Whaling is the most despised form of hunting in the world. Or at least it was until Donald Trump replaced Melville’s whale as the target of unscrupulous, unprincipled, and sea-sick hunters using imaginary legal harpoons.
The “Great Orange Leader” replaced the “Great White Whale.” In both cases the quarry vanquished their pursuers, drowning them in a death of their own making. Trump the victor trailing the flotsam and jetsam of illegitimate prosecutions in his wake.
Judge Juan Merchan joined the ranks of the vanquished when he sentenced Donald Trump for conviction on charges brought by portly prosecutor Alvin “I have nothing upon which to” Bragg.
After years of chasing Trump like Melville’s mythical white whale Democrats, progressives, and politically weaponized federal agents like their fictional whaling counterparts are left splintered and sunk. Their last harpoon harmlessly reduced to a foam dart.
Merchan held that last skewer, and he missed his target by a mile.
Moby-Dick was scarred and injured during the penultimate battle, but at least the great fish didn’t have to endure the hateful sea captain wishing him “godspeed” in the aftermath of his utter defeat.
Instead, Merchan both wished Trump the best and introduced Americans to the legal phrase, “unconditional discharge”.
Under the New York Penal Law Section 65.20 the sentence of unconditional discharge achieves only one outcome – the recording of a conviction.
“When the court imposes a sentence of unconditional discharge, the defendant shall be released with respect to the conviction for which the sentence is imposed without imprisonment, fine or probation supervision. A sentence of unconditional discharge is for all purposes a final judgment of conviction.”

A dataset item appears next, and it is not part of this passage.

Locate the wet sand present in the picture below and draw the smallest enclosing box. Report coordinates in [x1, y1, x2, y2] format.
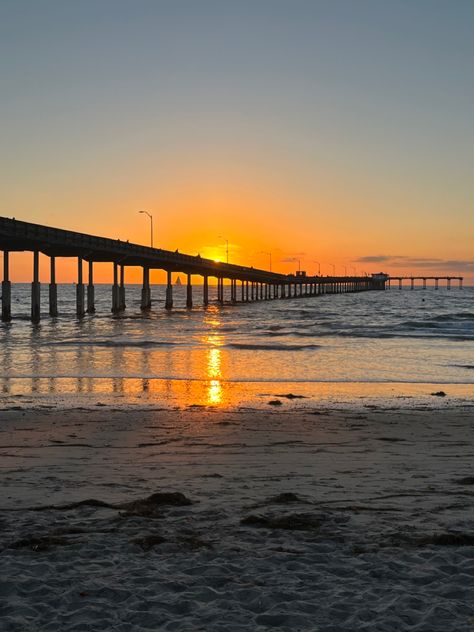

So, a conviction on a nothing-burger of a crime results in nothing: no fine, no jail time, no home confinement. Merchan, no doubt thinking he was getting the last laugh, made certain that Trump enters the White House as its first “convicted felon”.
So what?
Merchan, Bragg, Engoron, Smith, Willis all boarded their respective prosecutorial whaling skiffs armed with their hate of Trump and an insensible, victimless, and outright made-up quiver of crimes.
Each in turn hurled their missiles, which bounced off Trump’s thick skin. In the end his pursuers are left afloat or sinking to destinies of infamy which they all richly deserve.
Where is their quarry? What has become of their great and terrible enemy?
On Jan. 20, their nemesis enters the White House for a second time. Boy, they sure showed him.
The political weaponizations of America’s legal and federal law enforcement systems perpetrated for the sole reason of undoing Trump failed. The core corruption these efforts represent may yet be the death of the very agencies used in his pursuit. We cannot be a nation of laws if only some of which are enforced and then only against some of the citizenry.
Melville might well have been speaking about corrupt and power mad establishment aristocracies when he wrote, “In this world, shipmates, sin that pays its way can travel freely and without a passport; whereas Virtue, if a pauper, is stopped at all frontiers.”
Politics is a hotbed of sin and thus has no place for virtue, so we’ve been told. Shouldn’t we expect virtue, nonetheless?
Trump’s election victory is an unequivocal rejection of lawfare. Americans may never understand the legal ramifications of unconditional discharge, instead they know Trump’s victory is an unconditional surrender by progressives, liberals, and the all-out woke imposed by the American people.
As for me, I think I will take Melville’s attitude on the future under Trump’s second administration, “I know not all that may be coming, but be it what it will, I’ll go to it laughing.”